“Estamos siguiendo los acontecimientos que hemos conocido esta mañana, unos acontecimientos que lógicamente son preocupantes, pero ahora mismo desde el Govern no hemos hecho ningún ofrecimiento, no ha habido contactos. Pero seguiremos los acontecimientos para ver cómo evolucionan”.

Es la respuesta, improvisada, atropellada e intencionada de Meritxell Budó, la portavoz del Govern, 24 horas después de que Marruecos lanzara a miles de sus ciudadanos, la mayoría jóvenes, contra la frontera de Ceuta.

Es una pereza intelectual de difícil calificación si tenemos en cuenta que no se trata de una crisis migratoria sino de algo mucho más serio. La falta de sensibilidad de las autoridades catalanas ante el drama humanitario provocado por Rabat no tiene justificación posible, por más que estén por la independencia. Aun y teniendo un Estado propio deberían haberse sentido interpelados por las tremendas imágenes que viajaron por todo el mundo y por esa forma innoble de hacer política.

Pero, además, si hay alguien que no puede ignorar la carga de profundidad que acompañaba al desafío del régimen magrebí son precisamente los gobernantes catalanes, aunque sea por puro egoísmo. En diversas poblaciones de la autonomía se han producido incidentes de orden público por la presencia de menores extranjeros no acompañados.

La provincia de Barcelona fue el escenario del 22% de las detenciones y muertes de yihadistas en España entre 2013 y 2017, pese a que solo albergaba al 17% de la población musulmana. Una desproporción que tenía que ver con el peor atentado perpetrado en Cataluña, el del 17 de agosto de 2017, que costó la vida de 24 personas. (A las 16 víctimas inocentes hemos de añadir los ocho terroristas que fueron abatidos por la policía o que murieron en la explosión de Alcanar, una suma que extrañamente nunca se hace, pero que, al hacerla, la barbarie de las Ramblas supera en muertes a la firmada por ETA en Hipercor 30 años antes y que costó 21 vidas).

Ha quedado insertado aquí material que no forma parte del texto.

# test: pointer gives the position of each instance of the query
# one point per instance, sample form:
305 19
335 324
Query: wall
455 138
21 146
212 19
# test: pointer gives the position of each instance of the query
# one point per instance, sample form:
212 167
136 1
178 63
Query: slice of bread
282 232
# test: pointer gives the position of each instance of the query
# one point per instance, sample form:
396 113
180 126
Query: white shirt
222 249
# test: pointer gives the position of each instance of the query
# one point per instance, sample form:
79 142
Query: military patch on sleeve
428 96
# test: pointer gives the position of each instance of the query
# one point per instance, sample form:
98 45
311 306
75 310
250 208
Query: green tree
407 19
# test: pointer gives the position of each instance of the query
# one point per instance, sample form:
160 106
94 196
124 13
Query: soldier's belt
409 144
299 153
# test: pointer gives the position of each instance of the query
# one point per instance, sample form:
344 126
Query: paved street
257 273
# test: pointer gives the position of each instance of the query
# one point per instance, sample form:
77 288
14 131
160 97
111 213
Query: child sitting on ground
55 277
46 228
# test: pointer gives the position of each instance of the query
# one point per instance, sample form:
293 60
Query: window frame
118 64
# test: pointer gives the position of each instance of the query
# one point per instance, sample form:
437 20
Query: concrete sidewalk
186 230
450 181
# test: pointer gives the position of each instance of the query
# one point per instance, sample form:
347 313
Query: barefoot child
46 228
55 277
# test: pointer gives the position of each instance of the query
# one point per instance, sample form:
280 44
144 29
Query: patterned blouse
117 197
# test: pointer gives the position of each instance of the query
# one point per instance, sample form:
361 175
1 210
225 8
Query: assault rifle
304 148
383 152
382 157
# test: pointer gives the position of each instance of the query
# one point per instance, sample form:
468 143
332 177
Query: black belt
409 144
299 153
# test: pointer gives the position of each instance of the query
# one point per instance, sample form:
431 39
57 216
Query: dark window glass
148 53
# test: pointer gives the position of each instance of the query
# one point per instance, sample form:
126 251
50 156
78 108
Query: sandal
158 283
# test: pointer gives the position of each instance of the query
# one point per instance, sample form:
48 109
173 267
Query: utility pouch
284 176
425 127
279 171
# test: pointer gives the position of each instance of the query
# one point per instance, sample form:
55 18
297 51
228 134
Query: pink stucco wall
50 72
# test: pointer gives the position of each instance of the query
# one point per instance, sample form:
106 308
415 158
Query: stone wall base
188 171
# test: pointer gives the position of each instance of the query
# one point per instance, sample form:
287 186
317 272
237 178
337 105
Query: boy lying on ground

Sorprende que la Generalitat adopte esa postura displicente cuando los 10 terroristas de agosto de 2017 que procedían de Ripoll y de Ribes de Freser eran yihadistas marroquíes, nueve de ellos jóvenes, que se habían beneficiado del programa antiexclusión de inmigrantes de la Generalitat, de los que siete habían cursado secundaria y seis habían estudiado o estudiaban formación profesional. Dos de ellos nacidos en España y los otros siete llegados a Cataluña de niños, según los datos recogidos por el Real Instituto Elcano. Todos perfectamente integrados en la Cataluña catalana, según la perspectiva de ese nacionalismo convergente que lo todo lo fía al idioma.

No se trata de demonizar a nadie, en absoluto, sino de recordar algo muy importante que la política catalana ha decidido borrar de su memoria.

Carles Puigdemont, más desinhibido que Budó, vinculó de forma directa la crisis de Ceuta con las colonias españolas en territorio africano. Su único afán es el descrédito del Estado español, pero olvida que era él precisamente su máximo representante en Cataluña cuando se produjo el 17-A, del que los servicios secretos de Estados Unidos habían alertado a los Mossos d'Esquadra dos meses antes.

El lunes pasado una tertuliana de RAC1 lo resumía con mucha más claridad que el prófugo y que la consellera cesante. “Os podéis imaginar lo que me importa a mí la unidad de España”, decía al hablar del asalto a la frontera africana. Un alarde de desprecio de quien está tan cegado por el odio que no ve la escasa distancia que separa a Ripoll de Ceuta.